The Enchanted Man Cave
June 17, 2009
Let me tell you a story.
Once upon a time, a boy and girl fell in love. They spent so much time at each other’s respective apartments, that their respective roommates were like, “OMG why don’t you just move in together?” And the two love birds were like, “OMG, you’re right!”
And so they did. They found a reasonably cute, reasonably sized, two-bedroom apartment close to the downtown area and combined the contents of their two households. But there was one small problem. The boy half of this couple had boxes and boxes of things, boxes which hadn’t been opened since he haphazardly packed them when he moved out of his parents’ house. There they stood, a fortress of sealed boxes, their exact contents unknown. Now, rather than go through these mystery boxes and sort out the treasure from the rubbish, the boy put the boxes into a moving van, where they were dropped off into the spare room the boy and girl had decided, as they mapped out their life together there, would be an office and exercise room.
There they sat, the lonely boxes. They sat through a summer, a winter, a marriage proposal, a wedding, and two anniversaries of said wedding. In those three years, maybe a third of the boxes had been dealt with, if the girl was to be generous. However, the boy appeared to have placed an enchantment upon the boxes and the room, wherein he would unpack one box and sort its contents, yet the room would appear no less cluttered than before! While the imagined purposes of the room were technically achievable—there was indeed an elliptical trainer and a desk in there— the room was so cluttered with the boy’s belongings that it has really become the Enchanted Man Cave, where the boy would go to do boy things like play video games and (probably) look at porn on the internet (the girl does not pry much into the intimate affairs of the boy when he is in the Enchanted Man Cave).
All seemed lost, and the girl had become resigned to fate, her hopes of a spare room for their mutual enjoyment dashed, until one day, like a beacon, her fairy godsister came upon her and granted her a magical opportunity. “I am looking for a place to stay for the summer,” the fairy godsister declared, and she offered a handsome sum to the boy and girl in exchange for lodging in the Enchanted Man Cave.
“Oh, fairy godsister, this sounds too good to be true,” quoth the girl, “but I’m afraid the enchantment the boy has placed over the Man Cave has rendered it forever a Man Cave. Alas and alack!” However, after productive conversation with the boy as to the benefits the godsister’s handsome sum would bring to their household, the girl convinced the boy to lift the enchantment.

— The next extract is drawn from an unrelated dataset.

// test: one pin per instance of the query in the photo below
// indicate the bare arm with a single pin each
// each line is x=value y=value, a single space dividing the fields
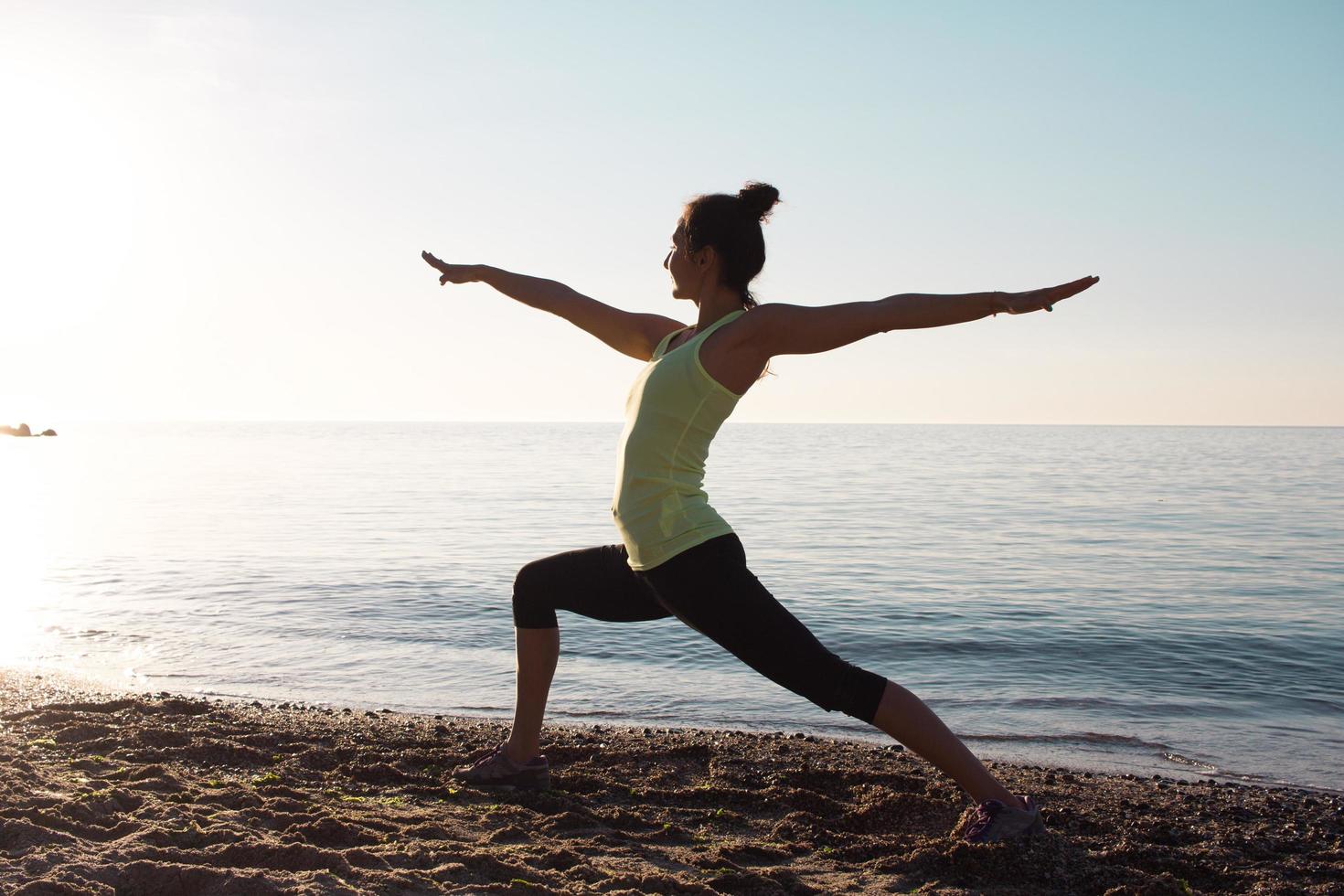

The boy and girl are not out of the woods, yet. The spell for lifting the enchantment will require both their efforts and take several days of labor. Even so, they are (okay, she is) determined to lift the spell over the Man Cave, in order to transform it into livable quarters for the girl’s fairy godsister. After two months’ time, foregoing any other enchanted boxes, the room may be repurposed, hopefully into a habitable workspace for both the boy and girl to live happily ever after.
Please wish the girl godspeed.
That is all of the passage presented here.